En 1864, mientras ejercía como profesor de cirugía en la Universidad de Glasgow, Lister descubrió el trabajo de un químico francés llamado Louis Pasteur. Cuando leyó en Recherches sur la putrefaction que la fermentación se debía a los gérmenes, microbios invisibles al ojo, intuyó que la misma causa podía explicar la infección de las heridas.
Siguiendo las ideas de Pasteur, Lister buscó una sustancia química con la que aniquilar los gérmenes. Tras varias pruebas llegó al ácido carbólico (ahora llamado fenol), un compuesto extraído de la creosota que entonces se utilizaba para evitar la putrefacción de las traviesas de los ferrocarriles y la madera de los barcos, y que también se aplicaba a las aguas residuales de las ciudades. En 1865, tras unos inicios dudosos, consiguió por primera vez curar sin infección la fractura abierta de la pierna de un niño atropellado por un coche.
Un protocolo para esterilizar
A partir de entonces, Lister trazó un protocolo para esterilizar el instrumental quirúrgico, las manos del cirujano, los apósitos y las heridas con soluciones de ácido carbólico, e incluso diseñó un pulverizador para difundir la sustancia en el aire del quirófano, lo que definitivamente no era agradable.
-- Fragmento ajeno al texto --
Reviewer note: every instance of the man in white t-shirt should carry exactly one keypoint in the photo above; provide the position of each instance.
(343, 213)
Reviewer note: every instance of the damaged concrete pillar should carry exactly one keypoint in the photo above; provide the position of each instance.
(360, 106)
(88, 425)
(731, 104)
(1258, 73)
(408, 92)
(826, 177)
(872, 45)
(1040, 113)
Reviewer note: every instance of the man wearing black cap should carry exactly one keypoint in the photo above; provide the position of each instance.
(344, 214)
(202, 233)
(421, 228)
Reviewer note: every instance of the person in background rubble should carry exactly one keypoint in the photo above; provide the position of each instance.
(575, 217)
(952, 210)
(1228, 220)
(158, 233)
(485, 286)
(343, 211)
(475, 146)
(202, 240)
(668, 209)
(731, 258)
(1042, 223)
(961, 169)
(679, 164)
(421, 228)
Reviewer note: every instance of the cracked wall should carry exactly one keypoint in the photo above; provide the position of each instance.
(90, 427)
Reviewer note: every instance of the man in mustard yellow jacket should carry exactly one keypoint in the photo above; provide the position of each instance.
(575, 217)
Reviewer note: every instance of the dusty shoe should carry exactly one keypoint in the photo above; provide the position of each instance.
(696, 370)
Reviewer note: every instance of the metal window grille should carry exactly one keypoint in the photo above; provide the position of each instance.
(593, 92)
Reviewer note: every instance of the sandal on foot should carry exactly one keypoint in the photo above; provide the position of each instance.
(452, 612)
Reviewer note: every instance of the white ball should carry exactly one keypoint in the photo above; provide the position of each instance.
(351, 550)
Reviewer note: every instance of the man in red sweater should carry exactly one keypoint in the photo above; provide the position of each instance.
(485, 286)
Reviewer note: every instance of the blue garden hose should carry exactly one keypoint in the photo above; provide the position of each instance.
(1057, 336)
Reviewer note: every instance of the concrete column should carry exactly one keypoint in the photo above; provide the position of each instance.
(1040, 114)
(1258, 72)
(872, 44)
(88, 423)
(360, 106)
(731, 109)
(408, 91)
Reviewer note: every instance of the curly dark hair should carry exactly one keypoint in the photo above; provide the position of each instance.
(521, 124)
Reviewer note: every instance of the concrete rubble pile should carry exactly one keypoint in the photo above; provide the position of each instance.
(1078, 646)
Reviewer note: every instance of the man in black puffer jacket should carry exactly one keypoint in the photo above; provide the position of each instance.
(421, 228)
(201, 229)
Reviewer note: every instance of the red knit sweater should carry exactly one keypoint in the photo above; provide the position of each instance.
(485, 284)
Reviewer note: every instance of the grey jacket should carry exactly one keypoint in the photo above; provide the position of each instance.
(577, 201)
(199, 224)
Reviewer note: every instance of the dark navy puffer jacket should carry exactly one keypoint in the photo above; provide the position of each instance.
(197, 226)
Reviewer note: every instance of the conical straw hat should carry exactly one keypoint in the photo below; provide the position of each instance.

Pero los resultados compensaron las molestias, y en 1867 Lister pudo publicar sus hallazgos y su método antiséptico en una serie de artículos en la revista The Lancet.
Sin embargo, la antisepsia de Lister no caló inmediatamente en la comunidad médica. Muchos médicos se burlaron de la idea de los gérmenes invisibles que flotaban en el aire, calificándola de charlatanería no científica. El editor de la revista Medical Record escribió: «Es probable que en el próximo siglo se nos ridiculice tanto por nuestra ciega creencia en el poder de los gérmenes invisibles, como a nuestros antepasados por su fe en la influencia de los espíritus, de ciertos planetas y similares, que inducen ciertas enfermedades».
Más de un siglo y medio después, sin embargo, los métodos y las sustancias han cambiado. Desde nuestra perspectiva actual, podría sorprendernos el generoso uso del corrosivo y tóxico fenol, que hoy se maneja en los laboratorios con especial cuidado. Pero de Lister, hoy tenemos su idea revolucionaria que trazó la línea entre la cirugía antigua y su encarnación moderna. Y tenemos Listerine.